Les résultats définitifs et officiels ne devaient pas être annoncés avant mardi par la Commission électorale (Isie) mais les premières tendances et déclarations confirment la percée du parti islamiste Ennahda. Lors d'une conférence de presse lundi, Abdelhamid Jlassi, directeur du bureau exécutif du parti, a évalué le score de sa formation "à plus de 25, 30%" des voix déjà dépouillées.
Dans un premier temps, Samir Dilou, membre du bureau politique d'Ennahda, avait assuré lundi matin à l'AFP qu'il s'attendait à ce que sa formation obtienne "environ 40% des voix" à l'Assemblée constituante. "On n'est pas très loin des 40%, ça peut être un peu plus un peu moins, mais on est sûr de l'emporter dans 24 (des 27) circonscriptions" du pays, avait anticipé Samir Dilou, citant "les propres sources" de son parti.
Un autre dirigeant du mouvement, sous couvert de l'anonymat, a indiqué à l'AFP que son parti obtiendrait "entre 60 et 65 sièges" sur les 217 que comptera la future Assemblée constituante.

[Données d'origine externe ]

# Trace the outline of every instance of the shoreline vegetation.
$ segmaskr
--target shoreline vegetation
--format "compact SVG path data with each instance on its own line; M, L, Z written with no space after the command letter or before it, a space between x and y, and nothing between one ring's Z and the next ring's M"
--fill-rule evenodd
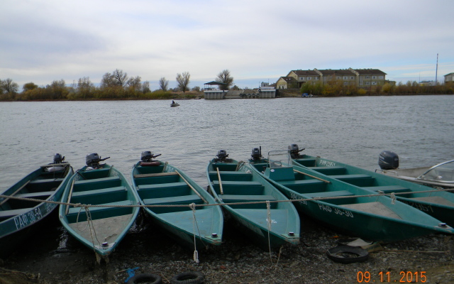
M6 81L2 81L3 87L0 87L0 102L182 99L204 97L203 90L199 87L194 87L192 90L185 92L177 88L170 90L160 89L152 92L140 84L95 87L89 82L89 80L70 87L66 86L62 80L54 81L45 87L38 87L30 82L23 85L22 92L18 92L17 84L12 82L13 84L16 84L16 88L7 88L4 87L4 82ZM306 83L300 89L282 89L277 91L277 97L301 97L303 93L319 97L453 94L454 84L421 86L416 81L409 81L406 84L399 82L394 85L387 83L384 85L371 86L365 89L333 82L323 85L320 83Z

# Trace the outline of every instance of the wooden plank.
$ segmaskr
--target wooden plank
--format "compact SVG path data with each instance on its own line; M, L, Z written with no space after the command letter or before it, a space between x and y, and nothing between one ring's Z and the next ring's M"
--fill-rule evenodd
M12 194L12 195L9 195L9 196L10 196L10 197L11 197L11 196L13 196L13 195L16 195L17 192L20 192L21 190L22 190L22 189L23 189L23 187L25 187L28 184L28 182L31 182L31 180L27 181L27 182L26 182L25 184L23 184L23 185L22 185L21 187L19 187L17 190L16 190L14 192L13 192L13 194ZM7 202L8 200L9 200L9 199L10 199L10 197L5 198L5 199L4 199L1 202L0 202L0 206L3 205L6 202Z
M165 176L165 175L178 175L178 174L176 172L144 173L144 174L140 174L140 175L134 175L134 178L151 178L151 177L162 177L162 176Z

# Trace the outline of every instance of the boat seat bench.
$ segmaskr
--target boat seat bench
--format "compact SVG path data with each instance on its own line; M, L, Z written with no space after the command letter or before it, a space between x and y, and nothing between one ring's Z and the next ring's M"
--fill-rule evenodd
M126 187L109 187L109 188L101 188L100 190L85 190L85 191L79 191L77 192L72 192L72 197L79 197L81 196L88 196L88 195L102 195L105 193L114 193L114 192L126 192Z
M62 178L47 178L45 180L34 180L28 182L29 185L37 185L41 183L62 182Z
M387 185L387 186L378 186L378 187L362 187L365 190L373 190L373 191L382 191L384 193L391 193L391 192L408 192L410 190L409 188L404 187L400 185Z
M43 196L50 196L55 193L55 191L42 191L39 192L31 192L31 193L21 193L18 195L14 195L16 197L23 197L23 198L36 198L36 197L42 197Z
M197 203L201 201L196 195L173 196L171 197L150 198L143 200L145 205L161 205L164 204L187 204Z
M345 168L333 165L332 167L329 166L323 166L323 167L307 167L307 168L314 170L319 173L323 173L324 175L342 175L345 173Z
M315 165L316 159L314 158L298 158L294 159L299 164L303 165L305 167L311 166Z
M219 181L218 180L213 180L213 184L214 185L219 185ZM232 185L232 186L248 186L248 187L250 187L250 186L263 186L260 182L254 182L254 181L239 181L239 182L236 182L236 181L223 181L222 182L222 186L225 186L225 185Z
M325 182L321 180L282 180L279 182L282 185L323 185Z
M326 191L323 192L308 193L304 195L308 197L334 197L336 196L350 196L355 195L352 192L347 190Z
M346 179L362 179L362 178L372 178L372 177L369 175L330 175L331 178L335 178L336 180L346 180Z
M154 189L170 189L172 187L187 187L184 182L169 182L169 183L155 183L153 185L143 185L138 186L138 190L154 190Z
M108 177L108 178L94 178L92 180L76 180L74 182L74 185L86 185L91 183L98 183L102 182L112 181L112 180L120 180L120 177Z
M249 202L257 201L272 201L276 200L272 195L220 195L219 197L226 203L231 202ZM227 202L226 200L228 200Z
M216 170L210 170L209 172L209 173L210 175L218 175L218 172ZM221 175L251 175L252 173L246 173L246 172L242 172L242 171L237 171L237 170L220 170L219 173Z
M11 210L2 210L0 211L0 218L6 219L13 217L17 215L21 215L24 213L27 213L31 208L22 208L22 209L13 209Z
M98 205L104 205L104 206L106 206L106 207L89 207L89 210L90 211L90 212L93 213L94 212L98 212L98 211L102 211L102 210L111 209L112 207L109 207L109 206L133 205L133 202L131 200L123 200L123 201L118 201L116 202L100 204L98 204ZM67 214L67 216L77 215L77 214L79 214L79 212L81 212L81 215L85 215L85 209L83 209L83 208L81 209L81 207L72 207L72 208L70 208L70 210L68 211L68 214Z

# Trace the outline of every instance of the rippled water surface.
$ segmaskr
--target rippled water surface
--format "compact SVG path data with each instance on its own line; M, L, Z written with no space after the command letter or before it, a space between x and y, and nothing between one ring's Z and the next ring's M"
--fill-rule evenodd
M291 143L375 170L383 150L402 168L454 159L454 96L133 102L0 102L0 190L60 153L74 170L98 153L128 178L143 151L206 186L218 150L246 160L253 148Z

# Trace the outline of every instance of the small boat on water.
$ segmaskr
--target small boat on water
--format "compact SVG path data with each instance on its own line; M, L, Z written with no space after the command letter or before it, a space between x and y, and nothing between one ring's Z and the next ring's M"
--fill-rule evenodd
M293 159L294 165L372 190L375 194L394 192L398 200L454 226L454 195L451 192L439 191L433 187L320 157L299 155L297 152L297 148L298 146L296 144L289 146L292 157L295 158Z
M62 202L87 206L61 204L59 211L66 230L103 258L117 247L140 211L131 206L139 201L124 175L114 166L100 164L108 158L94 153L87 155L87 165L70 179Z
M375 172L421 185L442 188L454 188L454 160L431 167L399 168L399 156L391 151L380 154L380 170Z
M186 246L220 245L223 217L220 206L189 204L216 204L214 198L189 177L167 163L153 160L160 155L150 151L141 154L141 160L131 172L133 187L144 207L161 227ZM175 205L184 205L177 207Z
M260 152L253 151L249 160L255 170L287 197L307 200L294 202L302 212L352 236L394 241L433 232L454 233L450 226L403 202L367 196L373 192L293 165L289 151L270 151L267 159Z
M299 217L288 199L244 162L228 158L225 150L206 167L210 191L255 244L267 250L285 243L299 242ZM248 202L263 202L260 204ZM226 203L244 202L240 204ZM268 215L269 214L269 215Z
M59 153L53 163L41 165L0 193L0 256L5 257L20 246L38 223L49 216L60 202L73 174L72 168ZM28 201L14 197L40 200Z

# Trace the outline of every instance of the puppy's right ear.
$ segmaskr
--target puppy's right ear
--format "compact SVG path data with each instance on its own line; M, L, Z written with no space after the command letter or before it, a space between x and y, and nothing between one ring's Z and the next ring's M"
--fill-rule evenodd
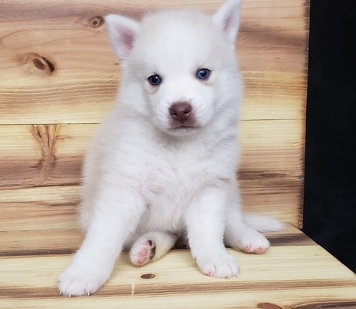
M140 23L121 15L105 16L112 49L120 60L125 60L133 48L140 30Z

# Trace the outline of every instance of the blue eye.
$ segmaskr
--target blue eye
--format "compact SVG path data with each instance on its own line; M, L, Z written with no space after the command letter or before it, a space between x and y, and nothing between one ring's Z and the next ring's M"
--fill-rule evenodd
M211 71L209 69L199 69L197 71L197 78L198 80L207 80Z
M158 74L150 76L147 80L152 86L158 86L162 82L162 78Z

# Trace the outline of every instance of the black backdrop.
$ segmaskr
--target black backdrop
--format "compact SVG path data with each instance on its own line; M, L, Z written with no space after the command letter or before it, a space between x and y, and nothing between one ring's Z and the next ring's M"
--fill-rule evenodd
M311 0L303 232L356 272L356 0Z

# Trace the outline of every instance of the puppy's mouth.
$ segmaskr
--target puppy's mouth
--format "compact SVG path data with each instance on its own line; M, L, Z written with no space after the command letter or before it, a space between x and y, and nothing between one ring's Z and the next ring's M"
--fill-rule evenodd
M194 131L199 129L199 126L186 126L184 124L181 124L180 126L174 126L171 129L171 130L174 130L174 131Z

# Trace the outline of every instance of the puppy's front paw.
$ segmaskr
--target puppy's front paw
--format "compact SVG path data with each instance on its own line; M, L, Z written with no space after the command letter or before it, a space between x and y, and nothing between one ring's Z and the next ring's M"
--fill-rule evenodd
M241 248L247 253L263 253L269 246L267 239L258 232L246 235L241 239Z
M227 252L208 259L197 259L197 264L206 276L230 278L239 274L237 261Z
M58 279L60 294L69 297L90 296L95 293L108 278L105 273L100 273L95 266L93 269L70 265Z

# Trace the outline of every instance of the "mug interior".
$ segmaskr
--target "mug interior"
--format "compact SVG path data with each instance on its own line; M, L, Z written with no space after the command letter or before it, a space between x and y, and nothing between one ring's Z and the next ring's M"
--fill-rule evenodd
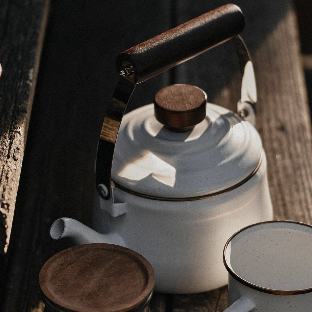
M312 227L291 221L247 227L229 239L224 259L241 282L282 291L311 288Z

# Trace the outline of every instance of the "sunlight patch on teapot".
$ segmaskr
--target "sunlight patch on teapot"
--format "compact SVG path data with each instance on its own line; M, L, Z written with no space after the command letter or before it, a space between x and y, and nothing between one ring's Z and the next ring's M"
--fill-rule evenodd
M150 175L159 182L173 187L176 181L176 169L171 165L147 151L144 156L126 166L118 175L135 181L143 180Z

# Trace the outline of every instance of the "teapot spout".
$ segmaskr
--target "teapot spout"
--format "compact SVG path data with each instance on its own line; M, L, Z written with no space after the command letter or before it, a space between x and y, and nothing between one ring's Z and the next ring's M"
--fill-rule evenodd
M70 218L56 220L50 228L50 235L54 239L68 237L76 245L105 243L126 247L122 238L117 233L101 234Z

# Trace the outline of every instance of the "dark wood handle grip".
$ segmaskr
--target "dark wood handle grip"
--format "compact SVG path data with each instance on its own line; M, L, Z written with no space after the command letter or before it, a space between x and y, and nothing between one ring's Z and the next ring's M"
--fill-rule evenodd
M117 70L129 63L135 83L142 82L229 39L244 25L240 9L226 4L124 51Z

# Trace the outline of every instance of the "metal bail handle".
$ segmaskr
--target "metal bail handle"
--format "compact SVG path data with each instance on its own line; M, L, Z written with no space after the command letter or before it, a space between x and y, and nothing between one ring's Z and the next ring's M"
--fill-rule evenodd
M245 117L253 113L251 111L256 97L253 70L248 50L238 35L244 26L240 9L234 4L227 4L128 49L117 56L116 67L120 78L104 118L96 158L96 186L102 197L108 199L111 197L112 166L117 135L136 84L232 38L243 74L241 98L238 103L239 114ZM248 79L244 80L244 76ZM251 84L251 77L253 77ZM251 92L251 89L255 92ZM254 93L255 96L249 94Z

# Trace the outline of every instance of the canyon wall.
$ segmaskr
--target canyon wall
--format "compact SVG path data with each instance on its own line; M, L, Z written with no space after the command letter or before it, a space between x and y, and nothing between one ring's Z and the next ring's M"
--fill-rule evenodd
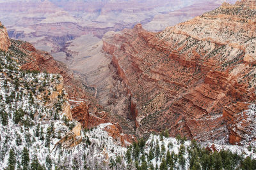
M246 113L255 101L255 4L223 3L157 33L138 24L104 37L130 100L124 118L135 122L137 134L166 129L198 141L256 139L241 124L255 124Z
M7 51L11 42L7 33L7 31L2 23L0 22L0 50Z

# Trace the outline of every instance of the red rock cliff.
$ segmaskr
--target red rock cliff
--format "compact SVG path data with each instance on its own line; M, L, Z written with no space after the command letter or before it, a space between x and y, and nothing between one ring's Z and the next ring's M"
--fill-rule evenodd
M104 37L139 134L167 129L199 141L256 139L246 124L237 127L255 101L254 1L224 3L158 33L138 24Z

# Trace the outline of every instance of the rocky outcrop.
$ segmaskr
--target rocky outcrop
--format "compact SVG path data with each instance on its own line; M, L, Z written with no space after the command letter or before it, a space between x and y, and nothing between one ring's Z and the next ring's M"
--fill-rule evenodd
M157 33L138 24L104 37L138 134L168 129L198 141L254 140L239 124L256 99L253 1L224 3Z
M56 91L52 92L49 96L50 100L46 104L54 104L55 99L62 94L65 88L68 94L64 97L68 102L64 103L62 112L69 120L74 119L79 122L72 129L75 136L80 135L82 127L90 129L101 124L112 122L108 113L102 111L102 107L99 104L95 97L88 92L84 81L74 75L65 65L55 60L48 53L36 50L30 43L14 40L12 40L12 48L24 53L25 56L20 63L22 69L46 71L61 75L58 78L61 83L56 85ZM122 145L127 146L129 143L128 141L131 140L131 136L122 134L122 128L120 126L116 127L116 124L113 124L113 128L118 129L113 137ZM62 143L68 143L67 145L70 147L69 141L76 139L73 137L72 135L68 136L68 140L63 139ZM80 142L74 141L72 143L77 145Z
M0 50L7 51L11 45L8 32L4 26L0 22Z

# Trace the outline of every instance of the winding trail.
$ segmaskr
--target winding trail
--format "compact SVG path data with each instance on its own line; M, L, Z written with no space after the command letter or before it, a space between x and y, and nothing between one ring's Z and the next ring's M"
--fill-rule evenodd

Celle-ci aura pour mission de désigner un gouvernement provisoire et de fixer la date d'élections législatives et présidentielle.
Victoire chez les Tunisiens de l'étranger
Quelques heures plus tôt, la radio nationale tunisienne avait annoncé qu'Ennahda sortirait largement vainqueur des élections à l'Assemblée constituante, rapporte Le Figaro. A Sfax, deuxième ville du pays, il obtiendrait 40% des voix, d'après un échantillon représentatif. Dans la circonscription de Ben Guerdane (sud), frontalière avec la Libye, il réaliserait un score de 56%.
Ennahda serait aussi plébiscité par les Tunisiens de l'étranger. Dans la soirée de lundi, la Commission électorale a annoncé que le parti islamiste avait remporté 9 des 18 sièges réservés à la diaspora tunisienne. Suivent ensuite le Congrès pour la République (CPR, gauche nationaliste) avec 4 représentants, Ettakatol (gauche) avec 3 élus, le Pôle démocratique moderniste (gauche) et la Liste pour la liberté et le développement (centre), 1 élu chacun. La Commission électorale a cependant précisé qu'il s'agissait encore de résultats provisoires.
A noter qu'en France, où la communauté tunisienne est la plus importante avec quelque 600.000 personnes, Ennahda a obtenu 4 sièges sur 10.
Bataille pour la deuxième place
Derrière Ennahda, deux partis semblent se disputer la deuxième place : le mouvement Ettakatol (gauche) de Mustapha Ben Jaafar et le Congrès pour la République (CPR, gauche nationaliste) de Moncef Marzouki. "Nous aurons autour de 15% des suffrages, ce qui se traduirait par un minimum de 30 sièges selon des statistiques à l'échelle nationale", a déclaré à l'AFP Khalil Zaouia, numéro 2 d'Ettakatol. La surprise est venue en revanche de la défaite du Parti démocrate progressiste (PDP, centre gauche), formation historique tunisienne qui s'est posée pendant toute la campagne comme principale force alternative à Ennahda.
Même son de cloche du côté du CPR. "On espère être les seconds", a indiqué à l'AFP Moncef Marzouki, dirigeant du CPR crédité de 15 à 16% des suffrages, selon des estimations concordantes. "De toute façon, ce qui compte, c'est que nous avons désormais une véritable cartographie politique. Le peuple tunisien a assigné à chacun son poids", a déclaré à l'AFP l'ancien opposant en exil à Ben Ali.
Plusieurs partis reconnaissent leur défaite
"C'est clair qu'Ennahda devance tout le monde dans la grande majorité des circonscriptions", a reconnu Adel Chaouch, membre du bureau politique d'Ettajdid (gauche).
Le Parti démocrate progressiste (PDP), parti tunisien laïc du centre-gauche donné deuxième par les sondages avant le vote, a de son côté reconnu sa défaite. "Les tendances sont très claires. Le PDP est mal positionné. C'est la décision du peuple tunisien. Je m'incline devant ce choix. Je félicite ceux qui ont obtenu l'approbation du peuple tunisien", a confié à l'AFP Maya Jribi, la secrétaire générale du PDP. Elle a par ailleurs indiqué que sa formation se rangerait dans le camp de l'opposition si les islamistes d'Ennahda conduisait la majorité.
Plusieurs observateurs ont aussi remarqué des irrégularités lors de l'élection. Ils ont par exemple pu voir des membres du parti islamiste accompagner des Tunisiens à leur bureau de vote.